Dora Bryan as Jo’s mother Helen in A Taste of Honey

Dora Bryan as Jo’s mother Helen in A Taste of Honey

Mirror images give visual expression to Woodfall’s commitment to realism. When Woodfall women peer into mirrors, the spectator sees them as they appear to themselves; sees them exactly as they are. These mirror scenes affirm that there is no separation between the character and her representation; that every image confided by the camera is as frank and unscheming as a reflection.

Woodfall women primp and pout in mirrors, readying themselves for a romantic engagement – as Helen does in A Taste of Honey, passing a comb through her hair before a pleasure-trip to Blackpool. In Look Back in Anger, Alison converses with Jimmy in her toilet mirror, nursing the burn he inflicted – he now concedes – “on purpose”. Alison looks, but seems not to see, Jimmy so big and eclipsing a presence – behind her and in the mirror – that he comes between her and herself.

A Taste of Honey’s teenaged Jo seems none too interested in her reflection. That is, until a classmate comments that Jo and her mother, preparing to flit, are “like a couple of gypsies”, whereupon Jo quizzes the mirror: is she like a gypsy? what is she like? Her wordless observing as she lathers her face turns up no answer. Jo’s eyes don’t consume her image as some women’s do; a soap bubble usurps her attention, and her brows, a little knitted by the girl’s remark, relax.

Joyce Redman in the famous dining scene from Tom Jones (1963)

Joyce Redman in the famous dining scene from Tom Jones (1963)

Woodfall actresses excelled at nonverbal performance. Joyce Redman put to work every muscle in her face in the dialogue-less eating scene for which Tom Jones is famous, a performance that earned the actress an Oscar nomination. Clammy, never taking her eyes from Tom (Albert Finney), who sits opposite, she sucks her teeth, tongues the wishbone, mashes fruit against her lips, tilts back her head and tips the oyster into her gaping mouth.

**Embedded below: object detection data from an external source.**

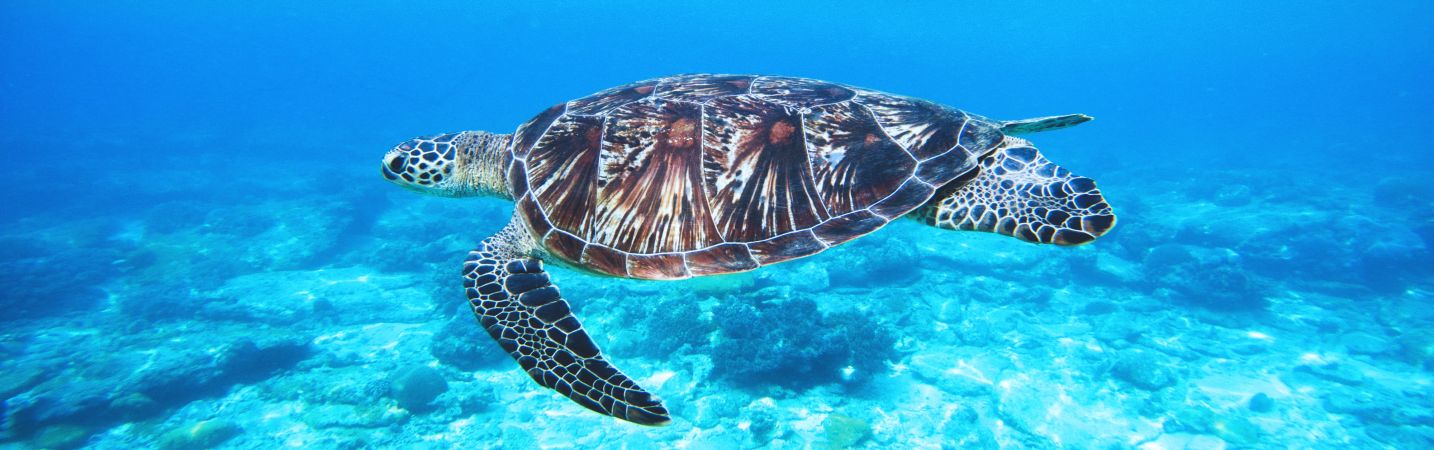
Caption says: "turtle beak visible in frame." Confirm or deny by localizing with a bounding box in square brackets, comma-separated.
[383, 152, 404, 182]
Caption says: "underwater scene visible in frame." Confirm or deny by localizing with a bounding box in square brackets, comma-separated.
[0, 0, 1434, 450]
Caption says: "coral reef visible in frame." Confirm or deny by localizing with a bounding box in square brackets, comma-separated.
[389, 365, 449, 411]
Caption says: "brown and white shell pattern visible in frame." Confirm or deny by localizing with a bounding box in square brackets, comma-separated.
[508, 75, 1004, 279]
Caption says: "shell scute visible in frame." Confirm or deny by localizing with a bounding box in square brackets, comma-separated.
[751, 76, 856, 107]
[526, 115, 602, 238]
[683, 244, 757, 277]
[806, 103, 916, 215]
[568, 79, 661, 115]
[703, 96, 829, 242]
[585, 100, 723, 254]
[654, 75, 756, 103]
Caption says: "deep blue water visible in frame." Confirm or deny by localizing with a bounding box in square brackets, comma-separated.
[0, 0, 1434, 449]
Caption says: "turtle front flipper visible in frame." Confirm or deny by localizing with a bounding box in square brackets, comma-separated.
[1001, 115, 1093, 135]
[463, 225, 671, 426]
[911, 136, 1116, 245]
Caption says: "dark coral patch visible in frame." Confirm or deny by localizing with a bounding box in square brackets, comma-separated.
[872, 179, 936, 218]
[703, 96, 827, 242]
[542, 229, 588, 264]
[528, 116, 602, 236]
[856, 90, 968, 161]
[582, 244, 628, 277]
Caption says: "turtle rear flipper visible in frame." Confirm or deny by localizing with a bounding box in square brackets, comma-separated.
[911, 138, 1116, 245]
[463, 225, 671, 426]
[1001, 115, 1094, 135]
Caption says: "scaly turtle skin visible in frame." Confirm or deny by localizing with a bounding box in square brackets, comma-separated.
[383, 75, 1116, 424]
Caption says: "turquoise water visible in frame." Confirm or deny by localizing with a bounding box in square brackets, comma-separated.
[0, 1, 1434, 450]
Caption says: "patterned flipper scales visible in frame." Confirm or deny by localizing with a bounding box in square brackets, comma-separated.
[912, 138, 1116, 245]
[463, 226, 671, 426]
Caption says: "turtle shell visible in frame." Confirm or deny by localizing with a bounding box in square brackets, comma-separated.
[508, 75, 1004, 279]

Her Tom Jones co-star, Susannah York, was no less talented or rubber-faced. Sitting down to the harpsichord, York’s Sophie lours privately, pressing the keys without feeling, as her loutish father praises her heavenly abilities: “Ah, you play like an angel.” Later, John Addison’s ‘Love Theme’ plays over a four-minute montage of Tom and Sophie gambolling over her father’s estate. Sophie takes cuttings from a climbing rose, white petals catching in her laughing mouth; she rides a mare barefoot, and dances on the lawn with the spaniel watching; and, caught in a cloudburst, she bobs, jubilant, at Tom’s fetching her a flower from the full river. 

Susannah York as Sophie in Tom Jones

Susannah York as Sophie in Tom Jones

What has an 18th-century inheritress have in common with working-class Jo of 1960s Salford? Only their capacity for play. Jo dances, arms wide, to Jimmy’s tomtom accompaniment and, posing as a flapper for amateur painter Geof, twirls her beads and grimaces. Pratting about, in the world of Woodfall, is not the preserve of men. Just as Arthur Seaton is “out for a good time”, so, too, is his lover Brenda, who wants tenderness and sex as well as to keep her family.

Rita Tushingham as Jo in A Taste of Honey

Rita Tushingham as Jo in A Taste of Honey

Woodfall is to be praised for individualising its women. It’s an achievement of particular significance for the working-class characters among them, liable, then as now, to be treated as homogeneous; as all alike. The collective works of Woodfall proclaim the multiplicity of working-class experience. No two existences are the same, they say. As Jo calls down to Geof, having marched out of the shade of the arches of Stockport Viaduct: “My usual self is a very unusual self.” Backlit by a big sky, throwing up her arms as though she would take off, she shouts for all the world to hear: “I’m an extraordinary person! There’s only one of me, like there’s only one of you!”